Your Song - featuring Damian Jr., Gong Marley with great vocal interplay.

Once Upon a Time - pop sensibility within reggae moves and dancehall horns.

She Still Loves Me - this one is on the pure side of reggae and the vibe is a welcome fulcrum.

I saw Brian Trahan a while back with his band Farewell Republic. He alerted me to a new project he has undertaken with a set of fine musicians under the name Sun Nectar. This a seven song album with songs long enough and worked out thoughtfully enough, that it deserves the title of album. Initially, I thought that this would be a standard electro-pop record, but the complexities of the songs and talents of the musicians explode out quite quickly in an understated manner. 'This Monster' is an amazing song and could almost be math rock with some theoretical fuzzy math theorems at the core. The strings there and in other spots are striking. 'Shepherd, Shepherd' is also a highly effective song that reminds me of Fuchsia meeting the Decemberists. As exciting as the music is, there is a relaxed quality thanks to the easy going vocals and overall atmosphere. This is a sharp, intelligent record that does not lack emotion as it challenges listeners trying to fit it in to expected patterns. Pop music always will work at primitive levels, it is nice to see it work at advanced levels as well.

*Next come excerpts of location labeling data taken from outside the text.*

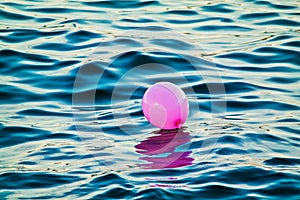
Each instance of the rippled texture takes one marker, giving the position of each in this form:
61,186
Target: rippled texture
53,147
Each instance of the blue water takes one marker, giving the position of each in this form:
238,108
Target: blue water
73,73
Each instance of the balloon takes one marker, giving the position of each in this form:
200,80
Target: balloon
165,106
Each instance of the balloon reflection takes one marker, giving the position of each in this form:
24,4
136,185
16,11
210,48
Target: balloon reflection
163,150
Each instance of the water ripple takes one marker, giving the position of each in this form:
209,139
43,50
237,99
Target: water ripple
63,136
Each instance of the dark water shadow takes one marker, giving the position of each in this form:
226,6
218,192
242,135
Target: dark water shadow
166,149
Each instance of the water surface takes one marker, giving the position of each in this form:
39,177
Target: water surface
65,134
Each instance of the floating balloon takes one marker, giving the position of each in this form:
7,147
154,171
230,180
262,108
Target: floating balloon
165,106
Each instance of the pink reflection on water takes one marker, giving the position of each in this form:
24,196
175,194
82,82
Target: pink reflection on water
162,150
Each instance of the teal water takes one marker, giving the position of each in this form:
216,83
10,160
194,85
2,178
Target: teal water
73,73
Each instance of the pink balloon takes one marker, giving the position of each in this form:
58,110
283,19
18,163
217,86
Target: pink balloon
165,106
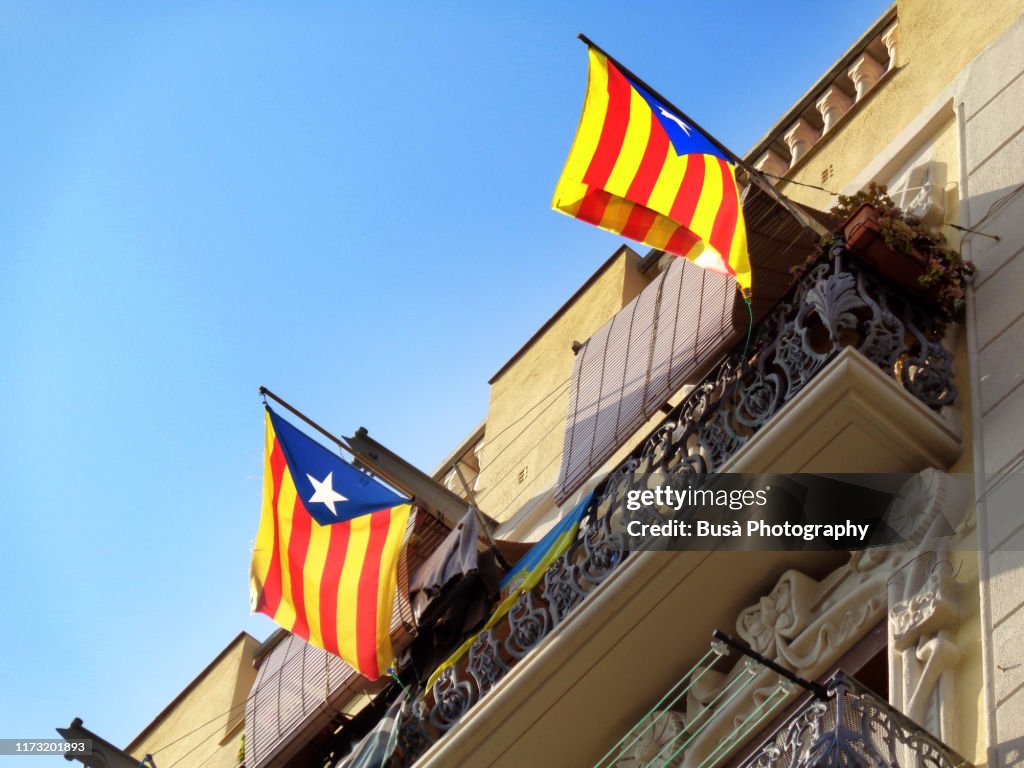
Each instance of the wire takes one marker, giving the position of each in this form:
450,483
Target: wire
523,431
525,413
799,183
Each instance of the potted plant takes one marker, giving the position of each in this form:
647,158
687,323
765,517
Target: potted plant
901,247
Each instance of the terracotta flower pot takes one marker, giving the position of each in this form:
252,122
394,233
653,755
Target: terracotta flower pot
863,237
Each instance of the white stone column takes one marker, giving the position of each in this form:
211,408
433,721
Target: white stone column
771,162
890,39
833,104
800,138
864,73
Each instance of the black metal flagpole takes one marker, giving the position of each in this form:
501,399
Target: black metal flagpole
336,440
756,176
816,688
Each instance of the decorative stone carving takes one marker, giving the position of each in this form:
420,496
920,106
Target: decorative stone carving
924,605
800,138
655,730
865,73
804,624
778,616
854,727
833,104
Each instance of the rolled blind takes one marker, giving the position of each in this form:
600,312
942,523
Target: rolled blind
634,363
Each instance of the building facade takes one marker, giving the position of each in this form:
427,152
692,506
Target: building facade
849,371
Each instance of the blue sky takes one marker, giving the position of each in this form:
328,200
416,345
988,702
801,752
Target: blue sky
347,203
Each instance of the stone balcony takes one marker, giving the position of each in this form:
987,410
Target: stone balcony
848,374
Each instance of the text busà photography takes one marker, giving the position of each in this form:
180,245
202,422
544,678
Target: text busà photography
332,444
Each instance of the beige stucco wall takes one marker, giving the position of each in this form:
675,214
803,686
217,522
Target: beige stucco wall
208,717
991,123
937,39
528,399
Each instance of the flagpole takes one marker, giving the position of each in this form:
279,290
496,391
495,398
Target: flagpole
336,440
756,176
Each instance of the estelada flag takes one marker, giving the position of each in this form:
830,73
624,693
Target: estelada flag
325,562
638,169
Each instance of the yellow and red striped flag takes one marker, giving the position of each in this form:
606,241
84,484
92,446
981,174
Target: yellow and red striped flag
639,169
325,562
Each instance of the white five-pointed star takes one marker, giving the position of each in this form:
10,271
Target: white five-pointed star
325,494
675,119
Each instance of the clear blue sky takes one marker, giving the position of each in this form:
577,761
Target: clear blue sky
347,203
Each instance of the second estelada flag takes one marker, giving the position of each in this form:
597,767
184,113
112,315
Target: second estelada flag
640,170
325,562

Shoegazey psychedelic rock that at times reminds me of Black Rebel Motorcycle Club and other times kicks it up a notch into Wooden Shjips territory. I like the space in the guitar sound and the metronomic rhythms rally pull me into what they are doing. They lack a little of the edge that may put this near my favorite album pile, but I wouldn't mind giving this a few more spins. This is a fine little record that may not overwhelm, but is able to sustain a comfortable atmosphere that should appeal to many a listener.

Songs to try first:

Slacker - I like the easy going pace and the vocals do rather live up or down to the song's title.

Frances in Space - Has a Hawkwind/Krautrock hypnotic rhythm allowing the guitarist to cut loose.

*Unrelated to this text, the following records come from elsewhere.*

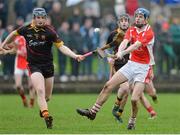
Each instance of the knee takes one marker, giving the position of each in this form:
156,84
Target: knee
47,99
30,87
40,92
134,101
107,88
19,87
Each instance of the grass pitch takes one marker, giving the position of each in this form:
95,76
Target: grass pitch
14,118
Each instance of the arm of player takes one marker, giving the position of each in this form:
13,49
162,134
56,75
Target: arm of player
121,48
131,48
65,50
9,39
12,50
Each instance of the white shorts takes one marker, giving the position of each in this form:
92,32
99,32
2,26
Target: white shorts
135,72
18,71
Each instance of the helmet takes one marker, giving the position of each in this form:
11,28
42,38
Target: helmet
124,15
142,11
39,12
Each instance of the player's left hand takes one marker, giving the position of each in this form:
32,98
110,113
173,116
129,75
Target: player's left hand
119,55
80,58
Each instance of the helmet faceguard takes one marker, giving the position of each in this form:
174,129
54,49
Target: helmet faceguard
39,12
123,25
145,13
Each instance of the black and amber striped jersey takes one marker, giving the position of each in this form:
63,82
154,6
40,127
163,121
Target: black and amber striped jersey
114,40
39,42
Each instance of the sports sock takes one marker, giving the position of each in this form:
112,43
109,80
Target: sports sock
31,102
150,109
118,101
132,120
21,93
96,107
45,113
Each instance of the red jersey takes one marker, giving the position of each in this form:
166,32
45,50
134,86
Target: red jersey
21,47
144,54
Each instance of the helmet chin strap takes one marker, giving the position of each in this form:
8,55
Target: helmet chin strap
139,25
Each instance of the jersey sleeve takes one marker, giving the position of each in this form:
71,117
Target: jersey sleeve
21,31
56,40
146,38
128,35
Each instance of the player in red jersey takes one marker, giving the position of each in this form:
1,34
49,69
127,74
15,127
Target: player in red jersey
141,39
20,69
40,38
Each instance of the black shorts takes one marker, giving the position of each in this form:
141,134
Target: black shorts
46,70
118,64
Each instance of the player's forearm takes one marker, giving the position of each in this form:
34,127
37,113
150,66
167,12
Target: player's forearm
105,47
9,39
65,50
123,45
131,48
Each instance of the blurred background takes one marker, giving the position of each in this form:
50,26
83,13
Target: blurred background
75,20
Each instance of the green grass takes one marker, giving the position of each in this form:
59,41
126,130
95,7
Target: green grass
16,119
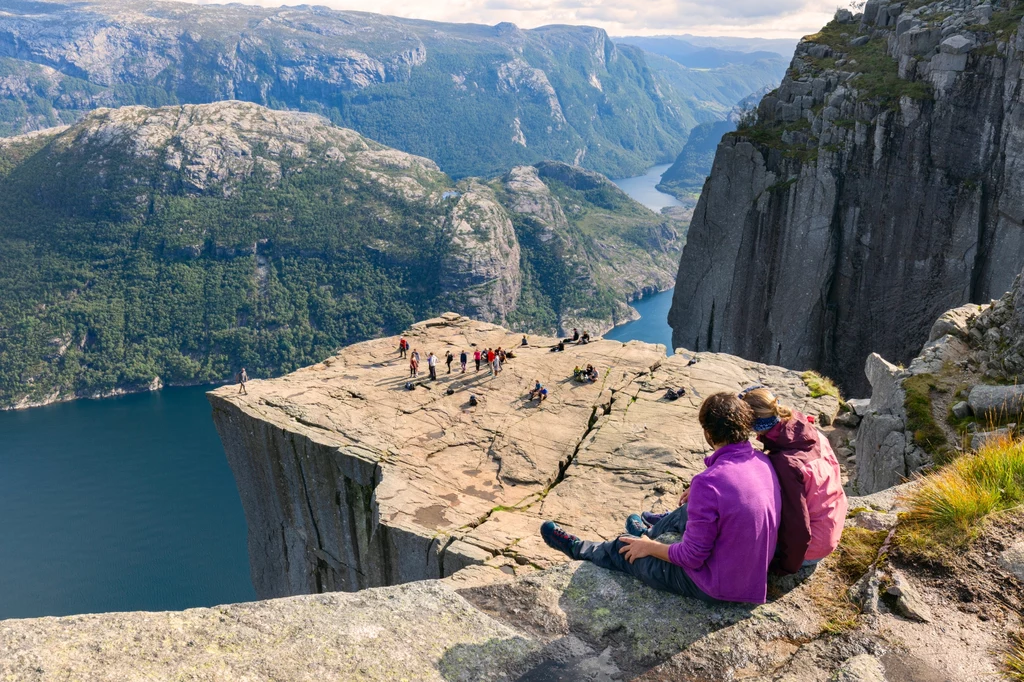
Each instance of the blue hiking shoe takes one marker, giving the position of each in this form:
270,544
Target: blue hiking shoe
635,526
558,539
650,518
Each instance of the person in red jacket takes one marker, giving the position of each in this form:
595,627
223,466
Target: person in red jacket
814,505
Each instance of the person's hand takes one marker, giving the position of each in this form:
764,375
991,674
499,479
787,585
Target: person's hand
636,548
684,497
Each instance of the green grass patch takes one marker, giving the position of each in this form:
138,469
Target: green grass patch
927,432
820,385
950,506
857,550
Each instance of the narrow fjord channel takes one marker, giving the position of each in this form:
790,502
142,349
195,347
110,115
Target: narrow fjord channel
128,503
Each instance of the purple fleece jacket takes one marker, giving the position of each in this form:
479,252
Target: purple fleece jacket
732,524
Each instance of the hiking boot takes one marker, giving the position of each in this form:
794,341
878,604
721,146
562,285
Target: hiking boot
635,526
558,539
650,518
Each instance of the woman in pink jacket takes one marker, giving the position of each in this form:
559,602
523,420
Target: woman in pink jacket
813,502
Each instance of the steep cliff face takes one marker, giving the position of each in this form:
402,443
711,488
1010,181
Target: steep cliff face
146,246
879,186
350,480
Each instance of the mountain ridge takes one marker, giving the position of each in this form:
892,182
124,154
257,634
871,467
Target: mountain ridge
477,99
146,246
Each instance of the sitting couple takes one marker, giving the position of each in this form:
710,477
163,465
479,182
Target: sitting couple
747,513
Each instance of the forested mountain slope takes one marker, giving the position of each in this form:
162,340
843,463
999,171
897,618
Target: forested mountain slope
477,99
182,242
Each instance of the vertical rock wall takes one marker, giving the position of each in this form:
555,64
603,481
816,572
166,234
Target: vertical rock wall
310,510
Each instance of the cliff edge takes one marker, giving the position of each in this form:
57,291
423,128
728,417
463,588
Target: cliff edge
350,480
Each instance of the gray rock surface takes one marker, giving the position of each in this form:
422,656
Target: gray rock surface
861,668
792,255
886,453
1012,559
995,402
349,481
909,603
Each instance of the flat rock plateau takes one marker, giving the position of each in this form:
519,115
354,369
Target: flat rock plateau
393,536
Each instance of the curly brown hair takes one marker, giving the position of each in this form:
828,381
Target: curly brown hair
726,418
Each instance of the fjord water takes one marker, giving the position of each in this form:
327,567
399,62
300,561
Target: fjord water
653,324
642,188
120,504
128,503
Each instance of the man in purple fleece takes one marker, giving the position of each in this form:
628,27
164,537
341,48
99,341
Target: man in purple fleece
729,522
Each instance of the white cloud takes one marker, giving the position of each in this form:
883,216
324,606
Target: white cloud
761,18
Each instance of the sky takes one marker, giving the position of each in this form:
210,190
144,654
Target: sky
753,18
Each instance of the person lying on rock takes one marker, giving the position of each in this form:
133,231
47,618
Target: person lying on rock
813,501
729,521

Unknowns - Relaxed psyche-rock in that BRMC manner.

This local release is a good fix for anyone's metal habit. I never get too far away from heavy loud riffage, although I would likely get bored if I tried to live a life of metal. But there are plenty of newer acts putting welcome additional spins on the genre as well as those that want to recapture the magic of early Black Sabbath. There is a little bit of both here. Just when these songs establish a catchy riff, the man behind this record (Luis Castellanos) tosses in something unexpected and creative. It does not get too overwhelming for the purists, but offers more for those of us that feel like we've 'heard it all'.

Songs to try first:

Lethal Elite - Thick metal with a nice Opethy break.

Drone War - Crunchy Sabbath riffs with a few tricky shifts.

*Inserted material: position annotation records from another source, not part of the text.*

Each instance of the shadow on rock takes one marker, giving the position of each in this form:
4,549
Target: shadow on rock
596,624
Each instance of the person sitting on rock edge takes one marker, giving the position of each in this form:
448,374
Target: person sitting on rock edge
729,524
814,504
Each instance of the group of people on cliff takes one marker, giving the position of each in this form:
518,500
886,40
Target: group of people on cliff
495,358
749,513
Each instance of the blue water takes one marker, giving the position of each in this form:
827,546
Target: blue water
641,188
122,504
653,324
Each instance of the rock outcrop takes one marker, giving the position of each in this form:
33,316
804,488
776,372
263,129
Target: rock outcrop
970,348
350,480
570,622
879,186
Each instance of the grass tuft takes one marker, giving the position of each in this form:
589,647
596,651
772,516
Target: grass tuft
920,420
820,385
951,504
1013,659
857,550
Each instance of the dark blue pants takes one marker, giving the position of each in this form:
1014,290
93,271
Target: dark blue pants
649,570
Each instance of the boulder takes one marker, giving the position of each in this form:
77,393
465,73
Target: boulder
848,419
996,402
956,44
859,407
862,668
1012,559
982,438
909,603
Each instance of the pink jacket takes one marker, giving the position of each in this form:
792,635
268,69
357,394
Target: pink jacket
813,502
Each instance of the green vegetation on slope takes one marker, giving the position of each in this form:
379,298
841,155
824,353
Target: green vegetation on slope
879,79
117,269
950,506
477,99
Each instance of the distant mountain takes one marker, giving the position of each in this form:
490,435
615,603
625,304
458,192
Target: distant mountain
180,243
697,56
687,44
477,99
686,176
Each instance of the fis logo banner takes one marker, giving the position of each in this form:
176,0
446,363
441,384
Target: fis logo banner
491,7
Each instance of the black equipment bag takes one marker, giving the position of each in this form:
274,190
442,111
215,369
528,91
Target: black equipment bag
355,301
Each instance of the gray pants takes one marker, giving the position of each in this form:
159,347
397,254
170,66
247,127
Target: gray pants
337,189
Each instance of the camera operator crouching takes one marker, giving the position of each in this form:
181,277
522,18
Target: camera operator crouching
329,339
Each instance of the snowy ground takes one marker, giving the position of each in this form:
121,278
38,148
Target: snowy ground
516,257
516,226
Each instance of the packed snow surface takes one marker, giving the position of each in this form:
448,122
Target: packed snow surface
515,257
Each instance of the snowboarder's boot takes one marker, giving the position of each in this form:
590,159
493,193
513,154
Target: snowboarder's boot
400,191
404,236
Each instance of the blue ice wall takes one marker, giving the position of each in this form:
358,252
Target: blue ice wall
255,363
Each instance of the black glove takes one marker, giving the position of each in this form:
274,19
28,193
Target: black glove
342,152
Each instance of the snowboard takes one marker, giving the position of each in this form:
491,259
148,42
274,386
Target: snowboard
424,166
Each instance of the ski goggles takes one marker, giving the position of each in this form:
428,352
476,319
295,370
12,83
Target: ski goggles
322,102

Awake - Thoughtful shifts between quiet and loud with loads of dynamics

I was quite excited when I was approached with this album from Belgium's Will Z. He sent it as I was a fan of the amazing 1978 album Book of AM done by Gong's Daevid Allen and some communal musicians living on an island off of Spain. Will Z. worked with two of these musicians here. Sometimes projects like this sound better than the results, as maybe a fan of the music gets the people together but the core of the new work isn't as strong as the concept. Fortunately, here Will Z. has some lovely songs that are fully in the spirit of the Book of AM album and moves from psyche-meditative to what even becomes fairly catchy folk rock. There are some nice arrangements with different sounds, but plenty of space as well as this music works perfectly between Book of AM and Fit & Limo. There are more misses than hits with modern artists trying capture that magic psychedelic folk feeling from the sixties and seventies. This is a big hit and should have any fan of the genre giving full attention.